La ricerca (leggi il pdf) compara i diversi sistemi dei Paesi europei, e da essa emerge che l’Italia è quello in cui l’età per la pensione di vecchiaia è più alta, 67 anni sia per gli uomini che per le donne a partire dal 2019. Un limite molto elevato: in Germania si raggiungeranno i 67 anni solo nel 2029, mentre in Spagna pochi anni prima, nel 2027.
Non solo: il meccanismo di adeguamento del requisito pensionistico vigente nel nostro Paese, con verifiche biennali, risulta essere il più rigido in Europa e, secondo le stime previste dalla Ragioneria dello Stato, raggiungeremo i 69 anni e 5 mesi nel 2050. Nessun altro Paese ha un’età così elevata nelle proprie previsioni.
Secondo il responsabile dell’Ufficio previdenza pubblica della Cgil nazionale, Ezio Cigna, “il sistema previdenziale italiano risulta essere più penalizzante rispetto agli altri perché, oltre a impattare sul diritto, modifica con cadenza biennale i coefficienti di trasformazione, necessari per il calcolo della pensione nel sistema contributivo. Quindi non solo uno spostamento del traguardo pensionistico per tutti, ma anche una pensione più bassa”.
“Nell’elaborazione di Cgil e Fondazione Di Vittorio – rileva Fulvio Fammoni, presidente della Fondazione Di Vittorio – si evince che sono molti i fattori che hanno generato scelte e differenze tra i diversi sistemi. Tra questi, il rallentamento della crescita economica delle retribuzioni, un aumento dei tassi di disoccupazione e una modifica profonda alla struttura demografica attuale e previsionale”.

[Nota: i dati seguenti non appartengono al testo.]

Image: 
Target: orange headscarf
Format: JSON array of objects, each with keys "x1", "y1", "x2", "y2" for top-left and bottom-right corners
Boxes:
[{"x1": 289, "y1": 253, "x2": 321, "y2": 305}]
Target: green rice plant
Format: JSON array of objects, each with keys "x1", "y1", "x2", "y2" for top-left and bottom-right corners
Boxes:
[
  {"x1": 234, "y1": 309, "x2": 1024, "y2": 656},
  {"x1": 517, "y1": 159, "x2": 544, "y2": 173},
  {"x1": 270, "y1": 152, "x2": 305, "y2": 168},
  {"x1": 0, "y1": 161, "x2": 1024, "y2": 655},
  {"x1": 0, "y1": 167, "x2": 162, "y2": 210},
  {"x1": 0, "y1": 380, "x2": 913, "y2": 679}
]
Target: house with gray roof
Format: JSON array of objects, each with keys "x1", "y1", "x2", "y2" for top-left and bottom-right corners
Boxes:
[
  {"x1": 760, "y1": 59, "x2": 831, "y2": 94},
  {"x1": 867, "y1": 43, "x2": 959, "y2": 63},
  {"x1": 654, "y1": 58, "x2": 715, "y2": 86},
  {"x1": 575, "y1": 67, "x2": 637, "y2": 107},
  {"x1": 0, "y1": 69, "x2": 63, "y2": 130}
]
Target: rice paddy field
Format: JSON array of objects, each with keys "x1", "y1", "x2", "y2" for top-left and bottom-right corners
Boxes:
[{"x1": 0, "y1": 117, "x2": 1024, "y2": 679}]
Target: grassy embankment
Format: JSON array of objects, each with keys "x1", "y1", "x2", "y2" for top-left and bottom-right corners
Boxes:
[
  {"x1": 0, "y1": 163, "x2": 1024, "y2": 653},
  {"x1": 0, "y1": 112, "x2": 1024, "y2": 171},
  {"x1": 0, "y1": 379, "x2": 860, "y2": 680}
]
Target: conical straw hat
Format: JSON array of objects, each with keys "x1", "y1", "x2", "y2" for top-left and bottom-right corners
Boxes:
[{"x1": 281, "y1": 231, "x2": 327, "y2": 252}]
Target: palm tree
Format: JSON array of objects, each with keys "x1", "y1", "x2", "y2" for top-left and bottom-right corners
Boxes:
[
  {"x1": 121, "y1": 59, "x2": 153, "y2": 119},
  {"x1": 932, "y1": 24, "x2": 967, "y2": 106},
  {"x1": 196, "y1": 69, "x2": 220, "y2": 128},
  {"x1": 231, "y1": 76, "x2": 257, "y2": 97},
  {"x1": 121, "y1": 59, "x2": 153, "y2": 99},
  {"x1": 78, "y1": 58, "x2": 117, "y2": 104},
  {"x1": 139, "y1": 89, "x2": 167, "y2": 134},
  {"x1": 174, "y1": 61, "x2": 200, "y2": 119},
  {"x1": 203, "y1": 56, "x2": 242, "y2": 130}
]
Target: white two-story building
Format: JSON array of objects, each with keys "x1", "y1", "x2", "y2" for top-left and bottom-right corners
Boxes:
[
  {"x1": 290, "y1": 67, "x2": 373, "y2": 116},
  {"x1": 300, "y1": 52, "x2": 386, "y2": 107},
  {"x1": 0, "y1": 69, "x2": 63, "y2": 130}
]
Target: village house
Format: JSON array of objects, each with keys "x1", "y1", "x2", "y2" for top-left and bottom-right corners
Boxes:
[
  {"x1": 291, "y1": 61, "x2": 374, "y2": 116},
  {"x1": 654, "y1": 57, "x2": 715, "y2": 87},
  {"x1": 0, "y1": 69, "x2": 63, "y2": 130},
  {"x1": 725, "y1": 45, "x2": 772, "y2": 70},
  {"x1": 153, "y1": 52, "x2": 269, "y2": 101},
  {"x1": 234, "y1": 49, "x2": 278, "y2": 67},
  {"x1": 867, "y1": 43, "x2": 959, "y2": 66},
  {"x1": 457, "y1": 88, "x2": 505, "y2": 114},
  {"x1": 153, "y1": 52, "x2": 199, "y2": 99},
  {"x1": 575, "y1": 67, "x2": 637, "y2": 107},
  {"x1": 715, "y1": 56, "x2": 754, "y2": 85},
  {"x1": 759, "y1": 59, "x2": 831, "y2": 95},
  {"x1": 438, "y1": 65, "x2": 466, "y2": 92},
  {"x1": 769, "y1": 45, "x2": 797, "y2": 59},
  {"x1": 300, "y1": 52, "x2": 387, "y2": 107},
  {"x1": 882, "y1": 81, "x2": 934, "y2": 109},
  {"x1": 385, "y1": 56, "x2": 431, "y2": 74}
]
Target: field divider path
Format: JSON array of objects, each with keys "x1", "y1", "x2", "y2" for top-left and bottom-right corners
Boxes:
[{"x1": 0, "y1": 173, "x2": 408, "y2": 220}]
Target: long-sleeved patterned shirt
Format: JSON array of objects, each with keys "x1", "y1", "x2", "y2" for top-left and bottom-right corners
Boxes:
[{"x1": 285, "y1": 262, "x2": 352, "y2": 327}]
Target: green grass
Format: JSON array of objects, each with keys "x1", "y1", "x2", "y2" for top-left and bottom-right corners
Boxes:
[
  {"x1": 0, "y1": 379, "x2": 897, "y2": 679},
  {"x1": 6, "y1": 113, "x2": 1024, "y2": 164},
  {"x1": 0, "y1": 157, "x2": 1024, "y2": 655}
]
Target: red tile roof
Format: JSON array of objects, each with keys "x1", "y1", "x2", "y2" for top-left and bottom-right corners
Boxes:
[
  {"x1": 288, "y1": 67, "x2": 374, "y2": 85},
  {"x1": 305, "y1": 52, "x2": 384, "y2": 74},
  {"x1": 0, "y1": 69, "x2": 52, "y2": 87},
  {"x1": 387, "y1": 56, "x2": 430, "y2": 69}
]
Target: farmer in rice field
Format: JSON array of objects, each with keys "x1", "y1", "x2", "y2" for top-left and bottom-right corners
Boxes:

Differenze che, secondo quanto emerge dallo studio, si riscontrano anche per quanto riguarda la prevalenza del primo o del secondo pilastro. In Italia e Spagna le pensioni dipendono quasi totalmente dal primo con una copertura della previdenza pubblica, mentre la previdenza complementare è ancora poco sviluppata (il nostro dato di adesioni è infatti inferiore al 30%). In altri Paesi, come quelli anglosassoni a modello “liberale”, prevale il secondo pilastro, incentrato sulle pensioni di categoria o complementari. Quello di base pubblico è volto al sostentamento e alla prevenzione della povertà.
Per la Cgil c'è quindi la necessità di promuovere la previdenza complementare, a partire da quei settori dove oggi è marginale, ma solo come strumento a supporto e a sostegno della previdenza pubblica. Un’altra differenza emersa nel corso dell’iniziativa è che alcuni paesi, come Francia, Germania e Inghilterra, valorizzano ai fini previdenziali periodi come la formazione e la cura-educazione dei figli. Per quest’ultima, nel caso inglese si raggiungono maggiorazioni sino a dieci anni.
Nello studio vengono comparati poi temi come il tasso di sostituzione e l’aliquota di finanziamento, che, anche in questo caso, vedono il nostro Paese penalizzato rispetto alla gran parte dell'Europa. Inoltre, viene evidenziato che il rapporto tra spesa pensionistica e Pil, dato che l’Ue osserva con attenzione nei diversi Stati, nel nostro Paese risulta essere viziato dalla composizione della spesa stessa, che ha all’interno molti fattori che altrove pesano meno, come il fisco, o che non vengono conteggiati ai fini previdenziali, come il tfr.